Can you win in the NFL if you overpay a quarterback? That’s something that’s always been asked ever since quarterbacks started getting $30+ million per year, or more. If you’re sinking a quarter of the salary cap into one player, do you have enough finances to build a Super Bowl contender?
That’s something that’s always been asked and people used Tom Brady, a man very known for taking less than he was worth, in order to have better talent around him. As opposed to someone like Aaron Rodgers, who took the money and never won another Super Bowl trophy after he started asking for major raises. His 2011 salary cap hit was about $7 million, two million less than it was in 2009.
There’s a reason that by 2014 the Packers, who were now paying Rodgers nearly $17 million per year, started having trouble keeping guys on the team, and by 2017 the team was basically relying on less impressive free agents and guys on rookie contracts.
For comparison, Brady’s cap number only hit $20 million three times in his career. The last two were with New England, where a lot of players ended up leaving due to a lack of money, and once in Tampa Bay, where everyone was already on cheap contracts.
Brady has seven rings, and Rodgers has one.
Now Patrick Mahomes is here to challenge the notion that quarterbacks making too much money can’t win Super Bowls after their first contract or so. His salary cap hit was $35 million this past year, and they won the Super Bowl. That’s partly because he still has a Hall of Famer in Travis Kelce, who is arguably the best tight end in football, but it’s worth noting that Mahomes’ contract forced the Chiefs to move on from Tyreek Hill due to Mahomes’ contract.
So Mahomes may not be able to be properly evaluated until Kelce leaves, then we’re going to see if you can build a Super Bowl-winning team with someone making that much money. The Cleveland Browns, however, are on deck this year.
The Cleveland Browns will answer whether you can win with one player making a lot of money
While the inspiration to this was the Ryan Leaf soundbite about the Browns building a “very talented roster” despite Watson’s contract, what Leaf isn’t saying in this is that the Browns quarterback, this year, isn’t making a lot of money; comparatively.
Watson, in 2023, is only making $19 million, a number that a team can win with if their quarterback was making that much. Next year, however, it’ll jump to $63 million. The Browns will not be able to afford the team they have today next year. Amari Cooper, Nick Chubb, Joel Bitonio, Wyatt Teller, and lord knows who else, will likely be cut or traded.
That’s what the Browns have been doing over the last few years, trying to find cheap, effective players, who can play for peanuts when Watson’s contract gets so enormous that it starts to smother the team’s ability to make moves.
Keep in mind, Mahomes only cost $35 million last season against the cap.
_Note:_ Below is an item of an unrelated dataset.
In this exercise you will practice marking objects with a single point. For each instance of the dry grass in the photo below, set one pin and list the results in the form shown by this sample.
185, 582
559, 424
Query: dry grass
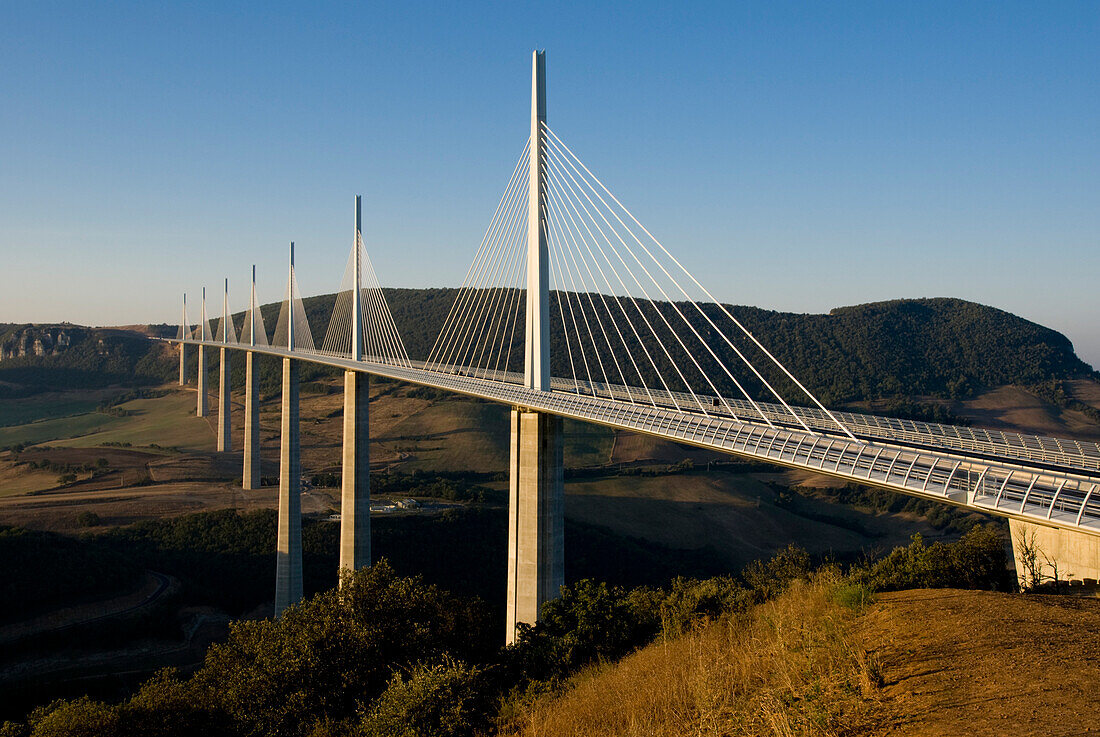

Watson will account for nearly double that amount.
If The Browns are able to win in 2024 while paying Watson $63 million, then maybe people like Ryan Leaf have a point, but if he struggles or the team struggles, then let it be the death nail in the argument that quarterbacks need to be paid as much as these men have been paid.
They don’t. Historically, it’s the quarterbacks, like Tom Brady, who give money back who are the most successful on the field and that doesn’t seem likely to change.